I see this theorem in several places
Let F be a field and $f(x)\in F[x]$ have degree $n\geq2$.Let $E/F$ be a splitting field of $f(x)$. Then $[E:F]$ divides $n!$
The proof involves some induction. It assumes the $\alpha$ is a root of $f(x)$, and so we can form the extension $F(\alpha)\cong F[x]/ \langle f(x) \rangle$. Then it is stated that we can factor $f(x)=(x-\alpha)g(x)$ with $g(x)\in F(\alpha)$.
I can't see why $g(x)\in F(\alpha)$ is true. Can you help me with that?

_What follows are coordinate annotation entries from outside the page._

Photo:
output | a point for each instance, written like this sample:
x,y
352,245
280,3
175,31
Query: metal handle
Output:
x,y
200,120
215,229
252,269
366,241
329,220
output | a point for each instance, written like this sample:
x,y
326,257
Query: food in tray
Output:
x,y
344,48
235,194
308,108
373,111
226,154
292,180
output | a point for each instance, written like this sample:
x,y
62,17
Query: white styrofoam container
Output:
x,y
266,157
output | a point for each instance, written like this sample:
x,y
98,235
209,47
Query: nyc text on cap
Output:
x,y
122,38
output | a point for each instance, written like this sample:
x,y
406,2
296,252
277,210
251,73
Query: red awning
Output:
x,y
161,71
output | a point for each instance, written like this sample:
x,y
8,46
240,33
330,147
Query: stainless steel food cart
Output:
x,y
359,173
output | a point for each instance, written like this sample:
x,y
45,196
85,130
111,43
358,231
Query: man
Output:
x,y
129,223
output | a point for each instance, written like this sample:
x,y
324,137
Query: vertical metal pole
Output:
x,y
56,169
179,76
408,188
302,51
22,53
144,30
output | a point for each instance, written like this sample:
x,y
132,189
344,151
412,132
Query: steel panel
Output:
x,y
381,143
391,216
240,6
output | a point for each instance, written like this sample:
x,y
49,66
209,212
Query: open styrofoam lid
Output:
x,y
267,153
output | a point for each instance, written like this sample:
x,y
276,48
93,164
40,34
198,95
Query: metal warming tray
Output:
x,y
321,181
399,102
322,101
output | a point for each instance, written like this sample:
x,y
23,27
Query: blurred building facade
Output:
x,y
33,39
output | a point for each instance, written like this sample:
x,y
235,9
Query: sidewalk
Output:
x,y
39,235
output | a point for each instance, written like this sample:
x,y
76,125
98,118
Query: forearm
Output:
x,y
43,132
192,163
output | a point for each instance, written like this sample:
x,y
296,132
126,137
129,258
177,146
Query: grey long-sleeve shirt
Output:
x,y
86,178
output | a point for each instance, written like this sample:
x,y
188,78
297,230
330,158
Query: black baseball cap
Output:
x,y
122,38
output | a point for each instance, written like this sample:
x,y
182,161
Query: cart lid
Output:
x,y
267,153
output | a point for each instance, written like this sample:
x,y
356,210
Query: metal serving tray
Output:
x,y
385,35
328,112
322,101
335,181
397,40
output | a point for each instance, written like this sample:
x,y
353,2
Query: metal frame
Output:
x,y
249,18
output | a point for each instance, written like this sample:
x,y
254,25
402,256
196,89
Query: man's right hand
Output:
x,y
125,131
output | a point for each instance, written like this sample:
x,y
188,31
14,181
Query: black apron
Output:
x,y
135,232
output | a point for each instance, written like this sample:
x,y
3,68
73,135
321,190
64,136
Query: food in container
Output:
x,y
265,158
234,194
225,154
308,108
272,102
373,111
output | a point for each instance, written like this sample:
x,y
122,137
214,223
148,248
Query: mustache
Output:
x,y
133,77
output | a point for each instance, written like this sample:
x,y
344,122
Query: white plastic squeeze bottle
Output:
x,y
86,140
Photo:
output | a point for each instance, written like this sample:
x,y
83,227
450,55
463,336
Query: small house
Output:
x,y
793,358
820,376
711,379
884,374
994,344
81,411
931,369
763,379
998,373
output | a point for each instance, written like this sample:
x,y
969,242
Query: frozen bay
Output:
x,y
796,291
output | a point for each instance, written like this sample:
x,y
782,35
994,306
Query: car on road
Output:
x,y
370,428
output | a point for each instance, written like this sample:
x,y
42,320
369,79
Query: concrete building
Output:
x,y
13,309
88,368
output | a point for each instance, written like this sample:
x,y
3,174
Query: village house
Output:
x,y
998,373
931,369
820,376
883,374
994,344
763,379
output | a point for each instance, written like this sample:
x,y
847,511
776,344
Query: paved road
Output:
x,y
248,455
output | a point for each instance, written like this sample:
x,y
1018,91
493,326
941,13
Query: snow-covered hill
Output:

[Edit: Copied from an answer accidentally posted by the same (?) user. JL]
Let me give an example:
Suppose $F=\mathbb{Q}$ and that we have $f(x)=x^3-3$. then $f(x)$ can be decomposed as $f(x)=(x-\sqrt[3]{3})(x^2+\sqrt[3]{3}+(\sqrt[3]{3})^2)$
And so we have $g(x)=x^2+\sqrt[3]{3}+(\sqrt[3]{3})^2$
If we denote $E=F(\sqrt[3]{3})$ then we have $g(x)\in E[x]$
The claim is that $g(x)\in E[x]$ is always true. I just can't see why this is generally true
If $\alpha$ is a root of any polynomial $f(x)$ then $x-\alpha$ divides $f(x)$.
The reason for that is that we can use the "euclidean division algorithm" to express $f(x) = Q(x)(x-\alpha) + R(x)$ for some polynomials $Q,R$, with $R$ having degree smaller than the divisor $x-\alpha$.
That means that $R(x)$ is a constant $R(x) = c$. Now using the fact $\alpha$ is a root we find that $0 = Q(\alpha)(\alpha-\alpha) + c$ forces $c = 0$ which proves that $x-\alpha$ divides $f(x)$.